Source: Target buyers of stolen cables, transformers | The Herald 03 JAN, 2020
One of the reasons why it has apparently been difficult to end vandalism of infrastructure like power lines and transformers is that those fuelling the destruction have not been targeted.
When local authorities suffered the fate of plaques and street signs being stolen, they responded with non-metallic alternatives.
That appears to have put a lid on the problem as no further vandalism of street signs has continued.
In the case of Zesa Holdings power cables and transformers, the response has been to ratchet up fines and sentences for people arrested for vandalism of such infrastructure.
But the vandalism has not been specific to ZESA alone.
TelOne, the fixed telecommunications network, and the National Railways of Zimbabwe (NRZ) have suffered.
So badly has NRZ been affected that kilometres upon kilometres of power cables between Dabuka, in Gweru, and major towns have been lost to vandalism.
This has implications on the effective running of NRZ.
Apart from delays, the theft of cables can lead to train accidents, which result in the loss of irreplaceable innocent lives and equipment.
Two months ago, Energy and Power Development Minister Advocate Fortune Chasi proposed a 30-year mandatory prison sentence for anyone convicted of vandalising ZESA infrastructure.
ZESA argues that it is losing millions annually to vandalism of its infrastructure.
The extent of the destruction has led the minister to equate the vandalism to sabotage.

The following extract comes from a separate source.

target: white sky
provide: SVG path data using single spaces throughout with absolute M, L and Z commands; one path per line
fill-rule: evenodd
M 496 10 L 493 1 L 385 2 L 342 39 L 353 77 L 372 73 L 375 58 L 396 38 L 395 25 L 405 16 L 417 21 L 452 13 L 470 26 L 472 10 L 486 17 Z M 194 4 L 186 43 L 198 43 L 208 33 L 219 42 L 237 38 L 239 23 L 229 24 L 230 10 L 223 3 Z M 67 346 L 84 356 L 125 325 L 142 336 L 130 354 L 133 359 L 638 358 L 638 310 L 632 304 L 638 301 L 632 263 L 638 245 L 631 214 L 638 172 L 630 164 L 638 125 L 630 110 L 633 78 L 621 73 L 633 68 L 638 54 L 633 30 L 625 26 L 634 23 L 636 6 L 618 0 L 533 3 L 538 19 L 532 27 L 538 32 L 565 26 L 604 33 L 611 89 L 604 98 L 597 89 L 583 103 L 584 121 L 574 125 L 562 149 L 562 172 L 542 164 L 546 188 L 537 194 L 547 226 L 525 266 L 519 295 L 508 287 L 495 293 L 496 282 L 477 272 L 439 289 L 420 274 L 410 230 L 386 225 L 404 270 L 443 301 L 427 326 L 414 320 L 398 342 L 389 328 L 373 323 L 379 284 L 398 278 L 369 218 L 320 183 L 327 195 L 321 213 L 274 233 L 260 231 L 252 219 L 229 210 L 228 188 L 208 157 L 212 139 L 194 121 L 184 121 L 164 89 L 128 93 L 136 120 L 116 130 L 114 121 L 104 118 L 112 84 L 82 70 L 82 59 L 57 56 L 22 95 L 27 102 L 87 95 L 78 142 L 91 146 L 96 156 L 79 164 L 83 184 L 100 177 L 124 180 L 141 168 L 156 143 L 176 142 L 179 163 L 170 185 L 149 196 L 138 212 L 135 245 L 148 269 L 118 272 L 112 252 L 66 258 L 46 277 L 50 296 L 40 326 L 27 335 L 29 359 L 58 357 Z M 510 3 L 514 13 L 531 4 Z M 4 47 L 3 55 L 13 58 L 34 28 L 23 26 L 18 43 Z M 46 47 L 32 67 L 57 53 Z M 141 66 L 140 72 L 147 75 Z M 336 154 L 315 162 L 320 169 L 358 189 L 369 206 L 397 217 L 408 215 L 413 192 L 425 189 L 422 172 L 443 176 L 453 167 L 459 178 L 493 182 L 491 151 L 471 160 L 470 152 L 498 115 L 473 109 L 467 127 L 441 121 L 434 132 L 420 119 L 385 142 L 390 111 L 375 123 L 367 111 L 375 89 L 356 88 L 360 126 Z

His proposal is informed by the realisation that theft of the infrastructure is a threat to business, industry and more critically affects human lives.
While ZESA faces challenges in supplying power due to old plant and equipment, its task is made more difficult by the theft of and vandalism to property, leading to imports from South Africa’s power utility, Eskom.
The theft of cables and transformers can take longer to fix as replacements are not as readily available and not at the rate at which they are being taken out because some require importation.
Essential services such as emergencies and hospitals are adversely affected when there are power outages.
Businesses and agriculture are affected when power supplies are disrupted. And it is not always possible to quantify the loss because of the many unintended consequences.
While fines and sentences can act as deterrents, in the case of ZESA infrastructure, this evidently has not delivered the desired results.
This is partly because the real drivers — the buyers, who fuel the vandalism — remain untouched.
Whenever one of the cable or transformer thieves is arrested, they find a replacement supplier and so the cycle continues.
There is need to change tact and start targeting people paying for the stolen property.
It is not as if the buyers of the stolen cables and oil from transformers are unaware of the source and origins of the goods offered to them.
To the extent that they know it is stolen property, they are complicit in the “sabotage” of critical plant and equipment.
One way to effectively deal with the theft and vandalism of cables and transformers is the arrest the buyers. Once that market is taken out, there will be no incentive for thieves to steal as there will be no buyers.
People and businesses selling cables and transformers have inventories outlining when they received new consignments of their raw materials, where these were obtained and the cost of such procurement.
Any time a person or business is suspected of buying stolen cables, law enforcement agents need to inspect records and reconcile these with documented sales from suppliers.
If these do not tally, then someone has the burden of explaining the discrepancy.
Site visits will assist in stamping out the illegal market because the stolen property will look differently from something that has been produced, say by a reputable firm like Central African Cables (CAFCA).
Taking this route will ensure that ZESA property is ring-fenced against vandalism.
Such measures will also protect companies that are contributing to the development of the country through employment creation and regularly paying taxes.
There are many cases where instead of dealing directly with the problems, the option has been to skirt around the problems.
In the case of the theft of plaques and street signs, local authorities should have simply enlisted law-enforcement agencies and raided companies, businesses and individuals producing coffin and door handles.
That is where the stolen signs were being offloaded.
In all cases, where there is vandalism of critical equipment, the first strategy should be to identify the market and then target it because it will be the one fuelling the destruction and vandalism.